Documentation, Informaiton & Knowledge ›› 2025, Vol. 42 ›› Issue (1): 89-100.doi: 10.13366/j.dik.2025.01.089

• Academic Focus (2) : Reasonable Use of Training Data for Generative Artificial Intelligence • Previous Articles     Next Articles

Legal Responses of Copyright Law to Generative Artificial Intelligence Training Data: Solutions to Copyright Compliance

DAI Wenyi, XIAO Dongmei   

  1. School of Intellectual Property, Xiangtan University, Xiangtan, 411105
  • Online:2025-01-10 Published:2025-03-19
  • Contact: Correspondence should be addressed to XIAO Dongmei, Email: 86650210@qq.com, ORCID:0000-0001-7611-2058
  • Supported by:
    This is an outcome of the Major Project "Research on Modernization of Industrial Intellectual Property Risk Governance under the Overall National Security Concept"(21&ZD204)supported by National Social Science Foundation of China.
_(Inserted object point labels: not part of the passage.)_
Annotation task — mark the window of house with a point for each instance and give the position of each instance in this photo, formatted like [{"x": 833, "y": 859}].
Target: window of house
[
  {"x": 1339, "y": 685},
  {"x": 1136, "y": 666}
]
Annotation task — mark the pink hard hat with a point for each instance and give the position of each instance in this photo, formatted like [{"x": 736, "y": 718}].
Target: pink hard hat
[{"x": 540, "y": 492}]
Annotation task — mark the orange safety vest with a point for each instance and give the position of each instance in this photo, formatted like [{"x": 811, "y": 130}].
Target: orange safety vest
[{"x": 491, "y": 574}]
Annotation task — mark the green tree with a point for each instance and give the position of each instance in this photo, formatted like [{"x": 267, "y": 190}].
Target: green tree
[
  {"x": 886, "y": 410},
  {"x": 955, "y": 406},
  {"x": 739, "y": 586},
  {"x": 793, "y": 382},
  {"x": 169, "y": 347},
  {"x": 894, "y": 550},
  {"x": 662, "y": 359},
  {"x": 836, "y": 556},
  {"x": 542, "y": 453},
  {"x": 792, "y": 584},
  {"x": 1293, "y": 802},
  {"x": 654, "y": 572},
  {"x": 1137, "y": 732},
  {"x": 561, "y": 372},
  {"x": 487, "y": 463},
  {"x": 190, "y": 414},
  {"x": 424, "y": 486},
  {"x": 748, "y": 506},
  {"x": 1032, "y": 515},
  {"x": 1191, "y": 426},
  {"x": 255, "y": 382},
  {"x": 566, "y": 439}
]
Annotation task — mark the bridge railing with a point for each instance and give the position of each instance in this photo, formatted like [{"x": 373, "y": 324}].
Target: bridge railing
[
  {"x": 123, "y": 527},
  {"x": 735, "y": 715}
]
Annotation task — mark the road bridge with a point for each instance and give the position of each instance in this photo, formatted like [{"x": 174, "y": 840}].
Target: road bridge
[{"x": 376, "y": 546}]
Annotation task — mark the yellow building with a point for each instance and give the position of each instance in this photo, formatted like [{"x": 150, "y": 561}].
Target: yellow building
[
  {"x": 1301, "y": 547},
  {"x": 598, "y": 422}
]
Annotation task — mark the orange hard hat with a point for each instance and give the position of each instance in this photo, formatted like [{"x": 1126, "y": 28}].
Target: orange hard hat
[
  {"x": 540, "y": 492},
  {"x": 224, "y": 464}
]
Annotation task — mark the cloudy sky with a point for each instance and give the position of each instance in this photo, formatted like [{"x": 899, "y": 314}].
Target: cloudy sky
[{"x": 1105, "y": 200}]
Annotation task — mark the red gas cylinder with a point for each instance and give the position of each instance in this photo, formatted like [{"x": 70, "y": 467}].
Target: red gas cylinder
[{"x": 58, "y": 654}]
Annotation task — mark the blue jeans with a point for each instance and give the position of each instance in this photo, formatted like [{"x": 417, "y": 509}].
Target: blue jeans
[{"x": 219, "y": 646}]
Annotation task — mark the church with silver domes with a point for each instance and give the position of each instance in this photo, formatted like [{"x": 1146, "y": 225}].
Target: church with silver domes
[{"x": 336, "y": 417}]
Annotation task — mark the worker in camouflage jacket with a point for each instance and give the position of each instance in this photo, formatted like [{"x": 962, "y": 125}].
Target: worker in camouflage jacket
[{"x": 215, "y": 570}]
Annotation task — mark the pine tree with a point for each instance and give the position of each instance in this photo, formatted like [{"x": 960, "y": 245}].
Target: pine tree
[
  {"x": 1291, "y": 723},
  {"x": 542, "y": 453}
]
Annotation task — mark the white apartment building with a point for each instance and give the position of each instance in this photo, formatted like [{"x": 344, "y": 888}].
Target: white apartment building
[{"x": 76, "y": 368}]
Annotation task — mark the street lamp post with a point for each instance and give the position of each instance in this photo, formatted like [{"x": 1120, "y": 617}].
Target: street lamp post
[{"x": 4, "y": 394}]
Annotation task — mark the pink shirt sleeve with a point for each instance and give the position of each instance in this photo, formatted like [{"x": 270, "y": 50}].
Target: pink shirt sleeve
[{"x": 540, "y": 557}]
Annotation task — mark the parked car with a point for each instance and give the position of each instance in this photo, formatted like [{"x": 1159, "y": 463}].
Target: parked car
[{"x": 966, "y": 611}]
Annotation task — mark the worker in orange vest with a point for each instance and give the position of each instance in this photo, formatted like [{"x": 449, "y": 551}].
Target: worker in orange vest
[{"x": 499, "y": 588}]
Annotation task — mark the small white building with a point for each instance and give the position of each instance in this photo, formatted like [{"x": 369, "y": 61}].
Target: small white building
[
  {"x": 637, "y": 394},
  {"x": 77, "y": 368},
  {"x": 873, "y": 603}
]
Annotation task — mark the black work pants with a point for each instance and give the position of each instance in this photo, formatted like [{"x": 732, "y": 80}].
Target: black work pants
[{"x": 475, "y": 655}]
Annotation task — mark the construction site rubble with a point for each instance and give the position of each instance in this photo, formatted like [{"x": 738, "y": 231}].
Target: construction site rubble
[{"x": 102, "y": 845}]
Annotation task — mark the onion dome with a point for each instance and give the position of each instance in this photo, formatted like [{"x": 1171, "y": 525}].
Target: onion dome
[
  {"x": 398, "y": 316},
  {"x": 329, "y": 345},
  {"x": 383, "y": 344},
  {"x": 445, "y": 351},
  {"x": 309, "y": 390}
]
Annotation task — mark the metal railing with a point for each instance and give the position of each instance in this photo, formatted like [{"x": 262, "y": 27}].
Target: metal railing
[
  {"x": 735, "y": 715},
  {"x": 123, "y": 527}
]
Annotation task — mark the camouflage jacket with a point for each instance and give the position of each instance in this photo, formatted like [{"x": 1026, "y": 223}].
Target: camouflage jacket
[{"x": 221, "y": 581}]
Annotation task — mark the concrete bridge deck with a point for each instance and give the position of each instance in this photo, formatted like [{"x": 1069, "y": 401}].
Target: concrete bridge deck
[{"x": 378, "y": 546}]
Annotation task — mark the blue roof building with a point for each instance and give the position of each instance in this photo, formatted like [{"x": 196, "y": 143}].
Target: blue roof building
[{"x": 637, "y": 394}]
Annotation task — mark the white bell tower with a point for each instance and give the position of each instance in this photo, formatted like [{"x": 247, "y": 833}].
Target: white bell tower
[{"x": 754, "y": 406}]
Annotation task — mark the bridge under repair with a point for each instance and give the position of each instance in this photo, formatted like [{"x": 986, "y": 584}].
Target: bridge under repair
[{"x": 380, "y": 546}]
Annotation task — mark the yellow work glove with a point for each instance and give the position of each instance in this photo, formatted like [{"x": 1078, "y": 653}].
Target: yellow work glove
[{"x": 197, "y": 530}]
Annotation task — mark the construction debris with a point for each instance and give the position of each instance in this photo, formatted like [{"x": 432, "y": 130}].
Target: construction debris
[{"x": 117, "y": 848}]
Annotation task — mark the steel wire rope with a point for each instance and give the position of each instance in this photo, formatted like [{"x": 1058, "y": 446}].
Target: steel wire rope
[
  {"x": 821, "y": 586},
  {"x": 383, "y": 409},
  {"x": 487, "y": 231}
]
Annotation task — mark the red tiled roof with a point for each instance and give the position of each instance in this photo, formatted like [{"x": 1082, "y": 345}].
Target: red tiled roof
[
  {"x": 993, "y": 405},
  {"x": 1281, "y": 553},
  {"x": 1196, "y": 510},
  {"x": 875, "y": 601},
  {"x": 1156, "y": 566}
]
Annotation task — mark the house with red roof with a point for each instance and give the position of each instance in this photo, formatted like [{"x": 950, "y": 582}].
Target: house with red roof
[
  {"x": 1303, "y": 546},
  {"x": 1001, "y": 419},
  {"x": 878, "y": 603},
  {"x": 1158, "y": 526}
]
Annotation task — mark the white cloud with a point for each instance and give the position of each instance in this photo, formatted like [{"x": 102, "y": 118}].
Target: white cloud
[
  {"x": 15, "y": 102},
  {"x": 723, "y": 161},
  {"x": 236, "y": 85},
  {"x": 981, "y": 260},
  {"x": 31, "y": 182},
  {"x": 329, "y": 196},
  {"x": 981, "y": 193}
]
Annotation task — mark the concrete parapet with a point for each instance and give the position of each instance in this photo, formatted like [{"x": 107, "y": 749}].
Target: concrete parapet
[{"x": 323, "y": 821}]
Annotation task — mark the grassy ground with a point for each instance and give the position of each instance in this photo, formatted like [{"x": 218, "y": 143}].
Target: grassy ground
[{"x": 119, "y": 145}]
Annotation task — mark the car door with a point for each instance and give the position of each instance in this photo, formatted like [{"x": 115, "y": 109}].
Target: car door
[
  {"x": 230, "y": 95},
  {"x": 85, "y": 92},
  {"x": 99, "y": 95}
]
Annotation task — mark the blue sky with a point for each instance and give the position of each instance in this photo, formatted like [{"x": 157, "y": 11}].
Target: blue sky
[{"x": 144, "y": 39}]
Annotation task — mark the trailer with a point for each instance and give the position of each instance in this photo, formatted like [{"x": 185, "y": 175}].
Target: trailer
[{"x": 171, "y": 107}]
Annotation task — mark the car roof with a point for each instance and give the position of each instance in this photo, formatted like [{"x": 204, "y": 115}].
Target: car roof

Abstract: [Purpose/Significance] The copyright risks of generative artificial intelligence(AI)training data have currently drawn widespread attention. It is necessary to propose a copyright compliance scheme based on an in-depth analysis of specific risks to provide guidance for relevant obligated subjects. [Design/Methodology] Based on China's copyright-related system, following the judgment process of "whether it falls within the scope of copyright control - whether it constitutes fair use", this paper analyzes the usage behaviors and copyright risks across the stages of data input, model training and content output. [Findings/Conclusion] The finding indicates that there is no risk of copyright infringement during the model training stage. However, the data input stage carries risks related to infringement of the right of reproduction. During the content output stage, there are risks of infringement of the rights of reproduction, adaptation, integrity protection, information network dissemination and broadcasting. Therefore, the service providers who also act as model trainers must develop copyright compliance schemes for both works in the public domain and within the copyright protection period. Pure service providers need to prevent the continuation of risks during the model development stage and ensure copyright compliance during the service provision stage. [Originality/Value] This paper analyzes the copyright risks of associated with generative artificial intelligence training data in detail, and proposes some solutions for ensuring copyright compliance, providing copyright compliance guidance for enterprises and institutions to carry out model training and deliver external service activities.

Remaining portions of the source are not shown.